Regulation of skeletal muscle repair by mesencephalic astrocyte-derived neurotrophic factor

Detalhes bibliográficos
Autor(a) principal: Sousa, Neuza Sofia Simões de
Data de Publicação: 2022
Tipo de documento: Dissertação
Idioma: eng
Título da fonte: Repositório Científico de Acesso Aberto de Portugal (Repositórios Cientìficos)

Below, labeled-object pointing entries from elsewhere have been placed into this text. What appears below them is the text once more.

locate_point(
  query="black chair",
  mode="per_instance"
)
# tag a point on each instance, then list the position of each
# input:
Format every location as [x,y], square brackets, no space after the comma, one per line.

Texto Completo: http://hdl.handle.net/10362/134442
Resumo: Aging is characterized by a decline in physiological integrity and increased vulnerability to disease. The field of regenerative medicine aims to develop restorative and rejuvenating interventions using stem cells-based therapies. However, age-related loss of regenerative capability is associated to changes in tissue environment, including immune dysfunction, a roadblock to regenerative interventions. The success of stem cell therapies may depend on its improvement. Skeletal muscle is a paradigmatic model to study age-related loss of repair capacity. Its regenerative success depends on a population of stem cells and the coordination of an immune response, including pro- and anti-inflammatory signaling. Thus, immune modulatory approaches may be necessary to improve stem cell-based therapies in aging. Mesencephalic Astrocyte-derived Neurotrophic Factor (MANF) is downregulated in aging and has an immune modulatory function, improving immune homeostasis in old animals. Therefore, MANF may impact muscle regeneration. We aimed to investigate the regulation of skeletal muscle repair by MANF and the consequences of age-related MANF-loss to repair efficiency. We show that MANF expression is induced during muscle regeneration in anti-inflammatory macrophages, a response that is blunted in aged animals. Analysis of the regenerative process in old muscles permitted the identification of an age-related decrease in cell recruitment and impaired macrophage’s phenotypic transition, phenotypes recapitulated in a genetic model of conditional MANF ablation in anti-inflammatory macrophages. We further identify cytokines dysregulated in aging and in the MANF-deficient model, suggesting possible candidate factors linking the two phenotypes. Finally, we showed that MANF loss in anti-inflammatory macrophages results in impairments on myofiber formation and reduced stem cell numbers. We propose that MANF produced by anti-inflammatory macrophages regulates macrophage’s phenotypic transition after muscle injury, and that the loss of this mechanism in aging contributes to impaired muscle regeneration. Our work introduces MANF as a new candidate to improve muscle repair in the elderly.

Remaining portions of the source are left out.